En misant sur Starship, qui comporte une foule de risques de développement, la NASA prend un risque sur ce qui serait un avenir bien plus radieux. Un avenir dans lequel ce n’est pas une poignée d’astronautes qui vont sur la Lune ou sur Mars, mais des dizaines, puis des centaines. En ce sens, Starship représente un départ radical pour la NASA et l’exploration humaine.

« Si Starship atteint les objectifs qu’Elon Musk lui a fixés, l’obtention de ce contrat par Starship équivaut au soutien du gouvernement américain aux chemins de fer du Far West, ici sur Terre », a déclaré Rick Tumlinson, partisan de la colonisation humaine du système solaire. « C’est une transformation à des degrés que personne aujourd’hui ne peut comprendre ».

Nous allons néanmoins essayer de comprendre certaines des façons dont Starship pourrait se révéler transformationnel.

Le vaisseau spatial en avance sur le calendrier

Avant l’annonce de la NASA le 16 avril, je ne m’attendais pas à ce que SpaceX reçoive le seul, ni même le plus grand prix de la NASA si tôt dans le processus de développement de l’atterrisseur.

Il y a environ un an, la NASA a sélectionné trois offres différentes pour un système d’atterrissage humain. Pendant 10 mois, chacun des trois entrepreneurs a peaufiné sa conception et travaillé avec les ingénieurs de la NASA pour expliquer comment son atterrisseur pourrait répondre aux besoins de l’agence spatiale. L’équipe dirigée par Blue Origin a soumis le projet le plus conventionnel, adapté à la demande de la NASA d’un atterrisseur à trois étages. Dynetics a proposé un atterrisseur innovant, avec un clin d’œil à la réutilisation, mais il était également dimensionné pour amener seulement quelques astronautes sur la surface lunaire.

SpaceX, en revanche, a présenté une version de son véhicule martien comme atterrisseur lunaire. Au cours des cinq dernières années, SpaceX a largement autofinancé le développement de Starship en tant qu’étage supérieur réutilisable d’une fusée massive, Super Heavy. Ce véhicule est destiné à emmener des dizaines de personnes à la fois sur Mars au cours d’un voyage de six mois.
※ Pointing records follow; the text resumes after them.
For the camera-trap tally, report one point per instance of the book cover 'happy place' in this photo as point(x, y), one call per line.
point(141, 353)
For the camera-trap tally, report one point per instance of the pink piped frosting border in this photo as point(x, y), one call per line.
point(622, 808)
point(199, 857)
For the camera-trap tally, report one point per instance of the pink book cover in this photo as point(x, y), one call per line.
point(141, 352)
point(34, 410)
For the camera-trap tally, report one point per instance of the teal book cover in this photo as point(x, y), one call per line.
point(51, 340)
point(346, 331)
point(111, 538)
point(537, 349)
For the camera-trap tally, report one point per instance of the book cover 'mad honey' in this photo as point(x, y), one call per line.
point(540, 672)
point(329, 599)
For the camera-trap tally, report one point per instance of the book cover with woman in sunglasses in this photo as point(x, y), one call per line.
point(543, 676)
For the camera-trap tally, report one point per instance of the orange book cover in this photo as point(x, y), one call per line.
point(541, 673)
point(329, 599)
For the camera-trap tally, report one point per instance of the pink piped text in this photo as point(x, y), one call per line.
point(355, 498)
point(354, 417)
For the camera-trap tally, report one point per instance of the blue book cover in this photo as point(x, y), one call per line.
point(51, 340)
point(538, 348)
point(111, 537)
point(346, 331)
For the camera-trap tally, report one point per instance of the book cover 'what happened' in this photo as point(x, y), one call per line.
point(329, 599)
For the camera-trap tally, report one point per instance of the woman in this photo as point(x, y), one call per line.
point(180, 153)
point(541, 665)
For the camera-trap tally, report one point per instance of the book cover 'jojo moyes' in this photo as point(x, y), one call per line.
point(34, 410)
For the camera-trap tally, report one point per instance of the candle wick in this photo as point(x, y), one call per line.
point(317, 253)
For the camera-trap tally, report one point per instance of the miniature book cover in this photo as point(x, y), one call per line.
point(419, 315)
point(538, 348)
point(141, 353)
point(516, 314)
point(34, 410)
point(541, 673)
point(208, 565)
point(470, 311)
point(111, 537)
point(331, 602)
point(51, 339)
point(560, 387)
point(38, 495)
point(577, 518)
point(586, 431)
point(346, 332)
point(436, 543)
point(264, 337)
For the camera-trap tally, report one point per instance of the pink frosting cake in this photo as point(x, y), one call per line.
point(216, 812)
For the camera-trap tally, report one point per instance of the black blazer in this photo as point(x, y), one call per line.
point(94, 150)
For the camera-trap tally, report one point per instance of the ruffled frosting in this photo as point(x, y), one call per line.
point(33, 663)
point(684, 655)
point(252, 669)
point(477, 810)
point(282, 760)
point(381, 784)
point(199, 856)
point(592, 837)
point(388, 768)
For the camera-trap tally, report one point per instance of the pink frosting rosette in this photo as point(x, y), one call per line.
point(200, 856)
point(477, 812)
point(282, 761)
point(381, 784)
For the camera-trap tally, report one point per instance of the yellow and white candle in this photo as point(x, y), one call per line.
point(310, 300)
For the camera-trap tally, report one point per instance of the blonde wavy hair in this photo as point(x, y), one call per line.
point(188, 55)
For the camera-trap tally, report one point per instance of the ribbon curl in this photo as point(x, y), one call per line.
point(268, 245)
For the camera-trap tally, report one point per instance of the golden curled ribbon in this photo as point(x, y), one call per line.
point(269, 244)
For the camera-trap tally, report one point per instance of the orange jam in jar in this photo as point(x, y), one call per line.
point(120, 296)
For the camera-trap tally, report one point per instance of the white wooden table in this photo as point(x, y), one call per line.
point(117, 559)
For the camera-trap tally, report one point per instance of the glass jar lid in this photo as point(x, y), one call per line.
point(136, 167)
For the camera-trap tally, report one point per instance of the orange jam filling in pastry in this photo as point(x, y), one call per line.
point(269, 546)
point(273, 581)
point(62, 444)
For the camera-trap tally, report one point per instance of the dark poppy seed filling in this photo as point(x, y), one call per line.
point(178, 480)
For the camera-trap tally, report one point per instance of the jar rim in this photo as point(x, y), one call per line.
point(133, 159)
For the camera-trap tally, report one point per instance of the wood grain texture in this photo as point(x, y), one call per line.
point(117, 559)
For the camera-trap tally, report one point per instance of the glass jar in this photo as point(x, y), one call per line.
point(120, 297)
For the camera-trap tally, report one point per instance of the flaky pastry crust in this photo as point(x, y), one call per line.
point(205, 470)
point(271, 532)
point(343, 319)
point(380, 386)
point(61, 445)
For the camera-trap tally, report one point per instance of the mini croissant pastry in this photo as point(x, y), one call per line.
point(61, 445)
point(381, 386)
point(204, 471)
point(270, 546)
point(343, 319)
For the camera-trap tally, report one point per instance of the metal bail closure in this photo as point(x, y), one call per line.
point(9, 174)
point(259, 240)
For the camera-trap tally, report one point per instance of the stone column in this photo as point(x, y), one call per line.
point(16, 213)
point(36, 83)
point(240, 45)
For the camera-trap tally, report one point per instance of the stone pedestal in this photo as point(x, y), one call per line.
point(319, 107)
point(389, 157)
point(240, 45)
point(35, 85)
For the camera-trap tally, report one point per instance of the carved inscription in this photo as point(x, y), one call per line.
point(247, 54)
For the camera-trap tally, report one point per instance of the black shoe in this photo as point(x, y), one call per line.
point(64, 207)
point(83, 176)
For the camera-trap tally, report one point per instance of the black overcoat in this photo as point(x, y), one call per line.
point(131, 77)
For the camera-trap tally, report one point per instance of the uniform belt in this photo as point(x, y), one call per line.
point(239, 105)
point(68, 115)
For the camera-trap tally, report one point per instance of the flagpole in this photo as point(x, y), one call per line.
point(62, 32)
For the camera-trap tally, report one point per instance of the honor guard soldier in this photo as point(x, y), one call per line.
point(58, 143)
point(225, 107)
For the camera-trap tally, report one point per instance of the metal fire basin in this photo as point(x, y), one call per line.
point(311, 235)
Ainsi, Starship est massivement surdimensionné pour emmener deux ou quatre astronautes à la surface de la Lune. Mais des trois atterrisseurs, il est le seul à avoir une voie directe vers la réutilisation complète.

Starship est également le plus exigeant techniquement des trois véhicules en raison de sa taille et de ses aspirations. Parmi les plus grands obstacles, il faut apprendre à faire atterrir Starship, à la fois sur la Lune et sur Terre. Et pour mener des missions vers la Lune et au-delà, SpaceX doit développer la technologie permettant de ravitailler Starship en méthane et en oxygène liquide en orbite terrestre basse.
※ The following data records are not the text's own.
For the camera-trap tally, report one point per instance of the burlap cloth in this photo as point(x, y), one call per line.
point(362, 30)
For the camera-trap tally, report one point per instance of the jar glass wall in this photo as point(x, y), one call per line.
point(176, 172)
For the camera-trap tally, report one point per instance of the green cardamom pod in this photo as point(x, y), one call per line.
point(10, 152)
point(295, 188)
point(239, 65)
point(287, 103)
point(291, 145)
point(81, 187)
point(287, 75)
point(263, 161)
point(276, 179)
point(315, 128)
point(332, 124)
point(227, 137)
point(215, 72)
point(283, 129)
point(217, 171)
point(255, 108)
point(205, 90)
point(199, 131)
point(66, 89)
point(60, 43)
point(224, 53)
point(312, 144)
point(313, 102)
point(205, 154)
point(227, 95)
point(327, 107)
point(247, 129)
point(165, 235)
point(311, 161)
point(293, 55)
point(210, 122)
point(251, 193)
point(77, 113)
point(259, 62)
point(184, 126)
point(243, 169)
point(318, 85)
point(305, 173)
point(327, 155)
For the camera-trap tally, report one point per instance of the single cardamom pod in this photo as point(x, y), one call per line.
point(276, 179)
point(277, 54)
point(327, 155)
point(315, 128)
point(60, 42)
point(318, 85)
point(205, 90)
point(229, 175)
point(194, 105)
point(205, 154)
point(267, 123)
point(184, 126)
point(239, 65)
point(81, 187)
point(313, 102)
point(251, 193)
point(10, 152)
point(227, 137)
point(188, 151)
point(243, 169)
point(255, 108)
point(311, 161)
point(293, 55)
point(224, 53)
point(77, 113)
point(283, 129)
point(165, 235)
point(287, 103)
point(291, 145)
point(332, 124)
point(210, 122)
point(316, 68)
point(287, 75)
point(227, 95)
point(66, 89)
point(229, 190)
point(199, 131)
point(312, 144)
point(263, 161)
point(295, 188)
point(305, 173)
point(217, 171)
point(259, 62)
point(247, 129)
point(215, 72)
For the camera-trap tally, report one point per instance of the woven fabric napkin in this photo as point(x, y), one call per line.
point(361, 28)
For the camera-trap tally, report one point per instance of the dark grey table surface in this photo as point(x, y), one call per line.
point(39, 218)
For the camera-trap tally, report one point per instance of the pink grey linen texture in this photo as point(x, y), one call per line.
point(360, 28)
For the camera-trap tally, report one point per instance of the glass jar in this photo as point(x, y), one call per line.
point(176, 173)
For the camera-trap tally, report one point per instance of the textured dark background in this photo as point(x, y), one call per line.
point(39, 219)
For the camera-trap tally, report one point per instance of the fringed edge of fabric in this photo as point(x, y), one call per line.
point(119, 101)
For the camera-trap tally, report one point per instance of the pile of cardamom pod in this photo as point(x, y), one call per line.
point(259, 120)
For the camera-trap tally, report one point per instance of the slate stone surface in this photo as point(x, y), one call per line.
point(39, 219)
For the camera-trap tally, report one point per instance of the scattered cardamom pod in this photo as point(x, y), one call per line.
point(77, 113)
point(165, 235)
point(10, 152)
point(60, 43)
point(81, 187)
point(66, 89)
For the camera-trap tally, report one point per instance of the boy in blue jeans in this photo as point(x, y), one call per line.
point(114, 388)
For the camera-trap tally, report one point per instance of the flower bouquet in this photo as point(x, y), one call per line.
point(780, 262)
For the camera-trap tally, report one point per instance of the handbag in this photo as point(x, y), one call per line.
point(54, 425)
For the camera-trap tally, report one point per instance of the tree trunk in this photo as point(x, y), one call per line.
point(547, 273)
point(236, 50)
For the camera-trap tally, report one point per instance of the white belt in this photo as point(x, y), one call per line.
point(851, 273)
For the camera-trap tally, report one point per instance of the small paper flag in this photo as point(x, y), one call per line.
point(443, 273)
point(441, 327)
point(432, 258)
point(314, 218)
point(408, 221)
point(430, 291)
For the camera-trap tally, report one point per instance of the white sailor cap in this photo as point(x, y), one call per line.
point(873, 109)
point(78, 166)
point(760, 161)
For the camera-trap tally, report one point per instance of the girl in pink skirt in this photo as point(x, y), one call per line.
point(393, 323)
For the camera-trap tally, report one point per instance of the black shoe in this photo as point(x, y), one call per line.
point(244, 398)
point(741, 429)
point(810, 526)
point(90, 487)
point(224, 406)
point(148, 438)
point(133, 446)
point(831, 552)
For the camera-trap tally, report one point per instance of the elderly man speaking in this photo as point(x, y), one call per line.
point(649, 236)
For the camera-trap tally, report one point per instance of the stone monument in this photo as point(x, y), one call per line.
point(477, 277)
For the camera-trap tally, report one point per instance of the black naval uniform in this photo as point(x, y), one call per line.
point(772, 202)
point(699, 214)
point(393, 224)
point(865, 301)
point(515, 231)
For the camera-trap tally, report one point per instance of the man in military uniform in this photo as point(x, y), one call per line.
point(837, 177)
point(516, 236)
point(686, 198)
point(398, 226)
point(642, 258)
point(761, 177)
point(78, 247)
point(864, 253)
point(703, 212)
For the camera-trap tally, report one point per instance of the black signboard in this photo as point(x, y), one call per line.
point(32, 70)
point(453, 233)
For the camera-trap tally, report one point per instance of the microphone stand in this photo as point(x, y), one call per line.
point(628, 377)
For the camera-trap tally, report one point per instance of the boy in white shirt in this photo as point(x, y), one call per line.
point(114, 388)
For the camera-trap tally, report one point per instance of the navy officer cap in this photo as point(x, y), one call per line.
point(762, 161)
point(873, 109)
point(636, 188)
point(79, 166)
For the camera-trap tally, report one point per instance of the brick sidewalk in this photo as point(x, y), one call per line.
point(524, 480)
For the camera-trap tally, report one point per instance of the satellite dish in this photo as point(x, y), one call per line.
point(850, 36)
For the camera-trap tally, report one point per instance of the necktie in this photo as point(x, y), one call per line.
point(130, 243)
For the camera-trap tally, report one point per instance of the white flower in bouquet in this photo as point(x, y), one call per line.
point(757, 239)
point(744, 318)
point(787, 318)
« L’un des problèmes d’ingénierie les plus difficiles connus de l’homme est la fabrication d’une fusée orbitale réutilisable », m’a dit le fondateur de SpaceX, Elon Musk, il y a environ un an. « C’est stupidement difficile d’avoir un système orbital entièrement réutilisable ».

Parce qu’il y a tellement de miracles technologiques nécessaires pour valider la conception de Starship, j’ai estimé que la NASA ne s’engagerait pas pleinement dans le véhicule de SpaceX en tant qu’atterrisseur potentiel avant qu’il n’ait volé. Peut-être que le lancement du Starship en orbite serait une démonstration technologique suffisante pour la NASA. Ou peut-être que SpaceX devrait en faire atterrir un sur la Lune. Ce besoin perçu de démontrer la viabilité du Starship est l’une des raisons pour lesquelles Musk et SpaceX ont construit et lancé des Starship à un rythme si effréné dans le sud du Texas au cours de l’année dernière. Ce n’est qu’en le faisant, pensait-on, que la NASA croirait au Starship.

Au lieu de cela, la NASA s’est engagée dans cet ambitieux programme avant même que le Starship n’atterrisse en toute sécurité après un essai en vol à haute altitude. En ce sens, le soutien de la NASA à Starship est arrivé plus tôt que prévu.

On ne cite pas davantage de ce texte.